11.06.2014
FLUG REVUE

Gewinnwarnung und AktienabsturzLufthansa reduziert Ergebnisprognose

Die Prognose für das operative Ergebnis 2014 reduziert sich um bis zu 500 Millionen Euro. Ursachen sind die hinter den Erwartungen zurückbleibende Umsätze im Passagier- und Frachtgeschäft. Nach der Ankündigung ging der Aktienwert der Traditionsairline in den Sinkflug.

747-8i Nummer 75 Lufthansa Jumbo

Nicht mehr im Steigflug wie diese Boeing 747-8 ist die Aktie der Lufthansa. Foto und Copyright: Boeing  

 

Die Deutsche Lufthansa AG passt ihre Ergebnisprognose aufgrund einer hinter den Erwartungen zurückbleibenden Umsatzentwicklung im Passagier- und Frachtgeschäft an: Der Vorstand des Unternehmens rechnet nun für das laufende Geschäftsjahr mit einem operativen Ergebnis in Höhe von rund 1 Milliarde Euro (bereinigt um Einmaleffekte rund 1,3 Milliarden Euro). Bisher hatte der Konzern für 2014 mit einem operativen Ergebnis zwischen 1,3 und 1,5 Milliarden Euro gerechnet (bereinigt um Einmaleffekte 1,7 bis 1,9 Milliarden Euro). „Die bei der Vorlage der Quartalszahlen Anfang Mai genannten Risiken auf der Umsatzseite haben sich leider konkretisiert“, sagt Simone Menne, Vorstand Finanzen und Aviation Services der Deutschen Lufthansa AG. Der Konzern hatte bereits im Zuge der Berichterstattung zum ersten Quartal auf steigende Risiken für die Ergebnisprognose hingewiesen. Vor allem das Amerika- und Europageschäft des Konzerns litten unter den steigenden Überkapazitäten, das auf diesen Strecken zu Preisrückgängen führt. „Wir werden deshalb unsere Kapazitäten im Winterflugplan spürbar reduzieren“, betonte Menne. Belastend bliebe auch das starke Kapazitätswachstum staatlicher Golfcarrier. Diese drängten vermehrt - auch mittels Beteiligungen an europäischen Fluggesellschaften - immer weiter in den europäischen Markt.

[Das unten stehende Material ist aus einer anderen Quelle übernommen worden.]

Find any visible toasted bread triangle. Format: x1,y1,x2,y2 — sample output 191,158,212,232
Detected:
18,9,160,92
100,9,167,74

Der Streik der Pilotengewerkschaft Vereinigung Cockpit Anfang April hat dem Konzern nach eigenen Angaben einen Ergebnisschaden in Höhe von 60 Millionen Euro verursacht. Erst vor kurzem habe sich das Buchungsverhalten wieder normalisiert. Darüber hinaus haben Wertberichtigungen auf Forderungen in venezolanischem Bolivar das Ergebnis in diesem Jahr bereits mit mehr als 60 Millionen Euro belastet.

Das im Rahmen des Zukunftsprogramms Score für 2015 angestrebte Gewinnziel von 2,65 Milliarden Euro hält der Vorstand angesichts dieser Entwicklung für nicht mehr erreichbar. Dennoch will das Unternehmen das Ergebnis gegenüber dem laufenden Jahr deutlich steigern. Die Basis hierfür soll bereits mit der spürbaren Reduzierung von Kapazitäten im Winterflugplan gelegt werden. Zur nachhaltigen Steigerung der Wettbewerbsfähigkeit der Lufthansa Group sollen darüber hinaus strukturelle Maßnahmen beschleunigt zur Umsetzung vorbereitet werden. Details hierzu will der Vorstandsvorsitzende Carsten Spohr im Juli vorstellen. Als neues operatives Ergebnisziel 2015 nennt der Vorstand bei stabilen Rahmenbedingungen einen Betrag von rund 2 Milliarden Euro. „Die gegenwärtige Entwicklung zeigt, wie wichtig Score für den Konzern ist. Wir erreichen nachhaltige Stückkostensenkungen. Jetzt geht es darum, zusätzlich die Erlössituation zu stabilisieren, um dem zunehmend schärferen Wettbewerb erfolgreich entgegenzuwirken“, meint Simone Menne. Direkt nach der Ankündigung stürtzte die Aktie der Lufthansa um zehn Prozent ab.